Endometrial Ablation and Resection
In this outpatient procedure, a gynecologist places a scope through the cervix into the uterine cavity to burn and scrape the lining of the uterus. The procedure also is used to burn and cut out uterine fibroid tumors that can be reached through the scope. The removal of the lining (endometrial ablation) stops bleeding, but not all uterine fibroid tumors can be removed with this technique. Like hysterectomy, this fibroid treatment causes permanent infertility. A heated balloon may also be used.
Myolysis or Cryomyolysis
These are uterine fibroid treatments in which uterine fibroids are burned or frozen via laparoscopic surgery.
Focused Ultrasound Therapy
MR-guided, focused ultrasound obliterates tumors by focusing high-intensity ultrasound beams on the growths, raising the temperature enough to destroy them. The treatment is guided by magnetic resonance (MR) images. The MR scanner allows the Interventional Radiologist to see where the fibroid is and what has been treated and to monitor temperature changes inside the body. Only a small spot is treated at a time and the process is repeated, usually about 50 times per session, until the fibroid is destroyed. The technology is limited to symptomatic women not interested in childbearing who have only a few fibroids.

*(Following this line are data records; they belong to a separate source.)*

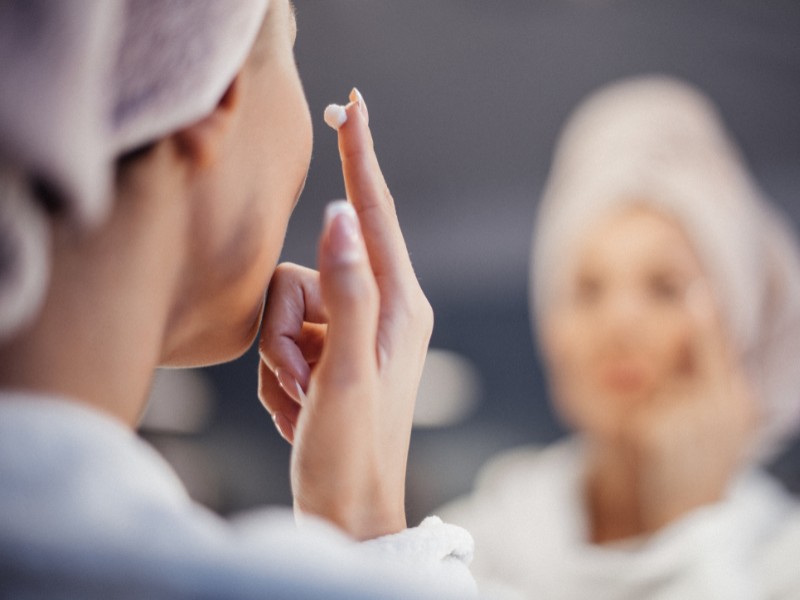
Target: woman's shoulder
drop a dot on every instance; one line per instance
(526, 465)
(521, 480)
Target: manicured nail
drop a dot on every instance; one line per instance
(355, 96)
(335, 116)
(288, 383)
(284, 427)
(344, 235)
(301, 394)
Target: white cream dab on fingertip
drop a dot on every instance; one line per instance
(335, 116)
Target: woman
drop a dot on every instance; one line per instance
(666, 296)
(151, 155)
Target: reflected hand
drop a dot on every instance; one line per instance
(688, 443)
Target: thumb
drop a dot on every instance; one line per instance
(351, 299)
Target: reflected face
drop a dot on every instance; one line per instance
(243, 207)
(620, 327)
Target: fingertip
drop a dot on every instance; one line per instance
(335, 116)
(342, 240)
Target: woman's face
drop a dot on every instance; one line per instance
(619, 327)
(243, 209)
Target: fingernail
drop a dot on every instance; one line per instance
(284, 427)
(343, 232)
(356, 97)
(289, 384)
(301, 394)
(335, 116)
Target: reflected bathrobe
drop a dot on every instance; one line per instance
(89, 510)
(531, 538)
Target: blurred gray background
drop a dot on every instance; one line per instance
(466, 99)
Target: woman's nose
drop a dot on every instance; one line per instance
(623, 316)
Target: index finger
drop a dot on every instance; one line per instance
(367, 190)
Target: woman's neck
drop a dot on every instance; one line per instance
(612, 494)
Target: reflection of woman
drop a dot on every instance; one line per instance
(151, 154)
(667, 303)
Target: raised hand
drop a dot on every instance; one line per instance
(342, 352)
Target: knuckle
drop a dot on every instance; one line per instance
(360, 291)
(414, 310)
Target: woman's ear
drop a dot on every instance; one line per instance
(201, 141)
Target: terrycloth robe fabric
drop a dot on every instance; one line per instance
(527, 517)
(88, 510)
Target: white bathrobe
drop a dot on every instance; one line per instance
(528, 521)
(88, 510)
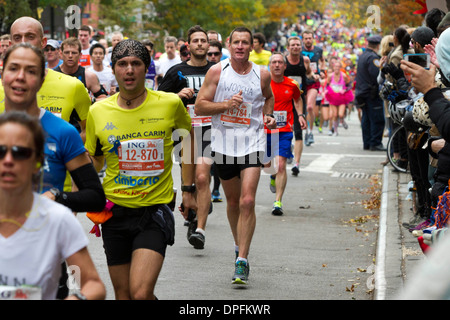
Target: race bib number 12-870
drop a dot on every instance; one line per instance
(141, 157)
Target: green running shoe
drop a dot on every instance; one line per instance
(242, 270)
(277, 208)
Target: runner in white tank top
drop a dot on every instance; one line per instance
(239, 132)
(238, 96)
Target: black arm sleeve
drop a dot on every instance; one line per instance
(90, 197)
(439, 111)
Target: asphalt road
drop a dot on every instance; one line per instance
(322, 248)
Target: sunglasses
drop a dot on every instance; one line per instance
(18, 152)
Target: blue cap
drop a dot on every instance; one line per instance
(374, 39)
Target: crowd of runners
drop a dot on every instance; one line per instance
(222, 108)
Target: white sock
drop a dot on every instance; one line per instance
(201, 231)
(241, 259)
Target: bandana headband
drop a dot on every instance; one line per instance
(130, 48)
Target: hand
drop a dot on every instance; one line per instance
(430, 49)
(423, 80)
(437, 145)
(394, 71)
(49, 195)
(270, 122)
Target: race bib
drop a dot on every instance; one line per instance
(336, 88)
(20, 293)
(198, 121)
(85, 60)
(314, 67)
(239, 117)
(281, 118)
(298, 79)
(141, 157)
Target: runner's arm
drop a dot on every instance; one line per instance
(188, 172)
(92, 286)
(270, 100)
(204, 104)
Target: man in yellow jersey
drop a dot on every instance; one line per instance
(60, 94)
(132, 131)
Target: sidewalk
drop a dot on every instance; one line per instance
(398, 251)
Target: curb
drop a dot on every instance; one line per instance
(389, 260)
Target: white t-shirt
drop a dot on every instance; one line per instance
(240, 132)
(162, 65)
(105, 77)
(32, 256)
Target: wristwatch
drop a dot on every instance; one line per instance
(190, 189)
(56, 193)
(80, 296)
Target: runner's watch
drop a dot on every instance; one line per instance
(79, 296)
(190, 189)
(56, 193)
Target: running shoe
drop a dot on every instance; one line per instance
(277, 208)
(307, 142)
(241, 272)
(192, 226)
(295, 170)
(215, 196)
(272, 186)
(197, 240)
(420, 226)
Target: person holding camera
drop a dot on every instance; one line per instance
(367, 97)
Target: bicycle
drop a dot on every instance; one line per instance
(397, 111)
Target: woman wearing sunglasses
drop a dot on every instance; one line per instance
(36, 233)
(23, 75)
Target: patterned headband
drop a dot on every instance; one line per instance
(127, 48)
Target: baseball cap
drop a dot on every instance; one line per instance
(374, 39)
(423, 35)
(53, 43)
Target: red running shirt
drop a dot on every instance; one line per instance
(285, 93)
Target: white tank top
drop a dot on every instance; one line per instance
(241, 132)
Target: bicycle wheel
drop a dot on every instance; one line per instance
(390, 150)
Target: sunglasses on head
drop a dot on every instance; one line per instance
(18, 152)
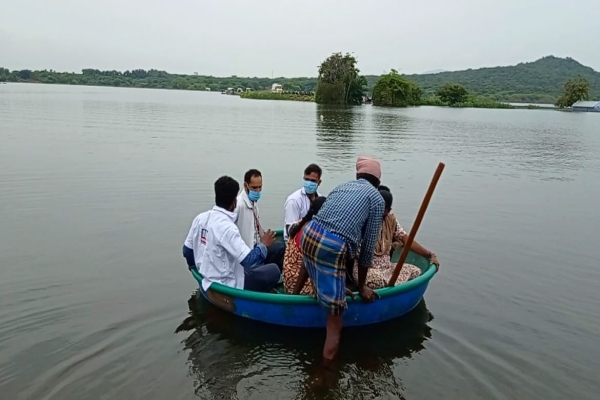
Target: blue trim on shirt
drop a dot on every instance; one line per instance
(256, 257)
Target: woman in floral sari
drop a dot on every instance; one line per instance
(390, 235)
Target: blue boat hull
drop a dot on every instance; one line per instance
(314, 316)
(304, 311)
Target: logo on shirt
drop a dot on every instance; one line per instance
(203, 234)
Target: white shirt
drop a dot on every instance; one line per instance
(296, 207)
(218, 248)
(246, 221)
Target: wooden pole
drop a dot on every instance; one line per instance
(417, 223)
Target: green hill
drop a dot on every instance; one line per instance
(538, 81)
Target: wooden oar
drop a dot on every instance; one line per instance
(416, 224)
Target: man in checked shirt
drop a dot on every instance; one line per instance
(351, 215)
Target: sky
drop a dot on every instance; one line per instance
(291, 38)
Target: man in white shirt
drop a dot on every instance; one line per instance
(248, 217)
(297, 204)
(215, 248)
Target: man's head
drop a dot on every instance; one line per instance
(253, 184)
(312, 178)
(387, 198)
(368, 169)
(226, 190)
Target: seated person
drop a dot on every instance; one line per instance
(248, 217)
(391, 231)
(215, 247)
(297, 204)
(292, 261)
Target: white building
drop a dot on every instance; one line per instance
(276, 88)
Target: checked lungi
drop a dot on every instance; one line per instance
(324, 256)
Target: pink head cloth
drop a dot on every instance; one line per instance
(366, 165)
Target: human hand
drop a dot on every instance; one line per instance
(435, 261)
(350, 293)
(268, 238)
(367, 294)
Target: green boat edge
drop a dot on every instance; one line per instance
(296, 299)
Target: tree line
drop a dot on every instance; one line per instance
(340, 81)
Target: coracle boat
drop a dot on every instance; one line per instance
(304, 311)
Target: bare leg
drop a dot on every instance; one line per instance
(332, 342)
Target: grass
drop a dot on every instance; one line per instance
(267, 95)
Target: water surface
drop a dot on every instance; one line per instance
(98, 187)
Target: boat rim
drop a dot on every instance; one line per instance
(298, 299)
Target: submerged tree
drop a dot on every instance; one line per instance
(575, 89)
(339, 81)
(453, 93)
(396, 90)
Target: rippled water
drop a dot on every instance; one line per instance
(98, 187)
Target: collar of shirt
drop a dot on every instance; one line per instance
(229, 214)
(246, 199)
(303, 191)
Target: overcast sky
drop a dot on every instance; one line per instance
(290, 38)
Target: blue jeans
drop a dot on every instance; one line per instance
(275, 254)
(261, 279)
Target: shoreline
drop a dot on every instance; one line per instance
(267, 95)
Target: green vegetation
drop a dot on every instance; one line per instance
(339, 81)
(575, 90)
(267, 95)
(140, 78)
(540, 81)
(395, 90)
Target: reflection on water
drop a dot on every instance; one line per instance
(335, 135)
(225, 352)
(392, 129)
(98, 185)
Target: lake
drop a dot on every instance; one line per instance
(98, 188)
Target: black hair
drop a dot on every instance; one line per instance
(226, 190)
(372, 179)
(313, 168)
(315, 206)
(387, 197)
(251, 173)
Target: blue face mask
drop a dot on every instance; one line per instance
(253, 195)
(310, 187)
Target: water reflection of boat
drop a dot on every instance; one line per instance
(304, 311)
(229, 354)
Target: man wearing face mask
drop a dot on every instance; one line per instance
(248, 218)
(298, 203)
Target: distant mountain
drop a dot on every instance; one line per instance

Large fibroids and multiple smaller fibroids are difficult to treat. One caution is that, because this is a new technology, the long-term effects are not yet clear.
Uterine Fibroid Embolization (UFE)
This is a new, non-surgical uterine fibroid treatment. It is safer than uterine fibroid treatments that require surgery, and a highly effective alternative for some women who strongly desire to avoid hysterectomy, or are likely to experience difficulty with myomectomy. Although it is relatively new compared to uterine fibroid treatments such as hysterectomy and myomectomy, more than 200,000 women have been treated with UFE.